Buses and ambulances evacuated about 450 Islamist fighters and civilians from two rebel-held areas besieged by Syrian government forces and carried them across into Turkey and Lebanon on Monday, December 28, sources at the border crossings said, according to Reuters.
The evacuations took place under a United Nations-sponsored agreement, part of efforts by the UN to set up local deals on ceasefires and safe passage as stepping stones toward a wider peace accord in Syria's civil war.
More than 125 fighters from the besieged rebel-held town of Zabadani near the border with Lebanon were en route to Beirut airport to board a plane to Turkey.
Simultaneously, around 330 civilians and wounded fighters trapped in two pro-government Shi’ite villages in Idlib, northwest Syria, were heading to the Turkish city of Hatay to take a plane to Beirut, aid workers said.

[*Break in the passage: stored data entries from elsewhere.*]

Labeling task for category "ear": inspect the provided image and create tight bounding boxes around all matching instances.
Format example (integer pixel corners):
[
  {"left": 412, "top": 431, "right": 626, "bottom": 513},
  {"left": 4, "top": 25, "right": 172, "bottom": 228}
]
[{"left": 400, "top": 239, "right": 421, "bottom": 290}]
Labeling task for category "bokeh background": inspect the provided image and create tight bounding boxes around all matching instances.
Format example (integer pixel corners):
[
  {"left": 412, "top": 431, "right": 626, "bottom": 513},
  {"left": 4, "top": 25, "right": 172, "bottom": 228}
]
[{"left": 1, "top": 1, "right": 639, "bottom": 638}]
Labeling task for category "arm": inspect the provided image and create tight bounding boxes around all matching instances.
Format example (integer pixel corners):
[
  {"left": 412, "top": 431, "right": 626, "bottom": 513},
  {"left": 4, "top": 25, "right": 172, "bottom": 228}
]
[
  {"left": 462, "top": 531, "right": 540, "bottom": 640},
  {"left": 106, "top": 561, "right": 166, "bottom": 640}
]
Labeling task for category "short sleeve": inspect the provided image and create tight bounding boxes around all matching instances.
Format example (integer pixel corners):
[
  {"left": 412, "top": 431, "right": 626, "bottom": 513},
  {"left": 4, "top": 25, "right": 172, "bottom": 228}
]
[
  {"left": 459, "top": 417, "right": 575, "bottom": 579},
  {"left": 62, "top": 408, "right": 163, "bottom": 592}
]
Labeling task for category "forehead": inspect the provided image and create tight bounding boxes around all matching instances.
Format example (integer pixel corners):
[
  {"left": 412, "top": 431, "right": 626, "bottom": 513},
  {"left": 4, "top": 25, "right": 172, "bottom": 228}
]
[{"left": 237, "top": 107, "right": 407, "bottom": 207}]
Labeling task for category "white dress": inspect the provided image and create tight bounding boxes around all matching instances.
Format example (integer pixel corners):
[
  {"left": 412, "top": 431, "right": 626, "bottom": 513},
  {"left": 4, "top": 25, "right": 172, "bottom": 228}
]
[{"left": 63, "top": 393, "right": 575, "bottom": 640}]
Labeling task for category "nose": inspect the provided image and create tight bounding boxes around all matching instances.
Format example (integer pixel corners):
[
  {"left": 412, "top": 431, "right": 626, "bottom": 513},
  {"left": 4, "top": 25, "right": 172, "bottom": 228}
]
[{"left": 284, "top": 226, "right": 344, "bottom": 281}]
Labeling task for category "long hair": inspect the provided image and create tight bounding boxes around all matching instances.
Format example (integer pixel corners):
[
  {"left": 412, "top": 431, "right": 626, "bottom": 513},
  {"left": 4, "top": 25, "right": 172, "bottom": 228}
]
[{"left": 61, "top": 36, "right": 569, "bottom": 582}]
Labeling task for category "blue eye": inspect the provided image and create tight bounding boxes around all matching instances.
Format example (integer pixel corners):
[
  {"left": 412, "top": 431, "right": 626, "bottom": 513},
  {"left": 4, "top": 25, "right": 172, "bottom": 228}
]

In return for allowing the rebels to leave, the deal allows the government of President Bashar al-Assad to restore control over areas that had been in rebel hands for the past four years.
In Zabadani, a once popular resort city now in ruins, relief workers and rebel fighters who have been holed up for months helped carry several wounded young men in wheelchairs onto ambulances.
Relatives and well-wishers who had waited for hours on the Lebanese border cheered buses carrying the fighters as they drove by toward Beirut airport, and some families wept as they strained for glimpses of their loved ones, a witness said.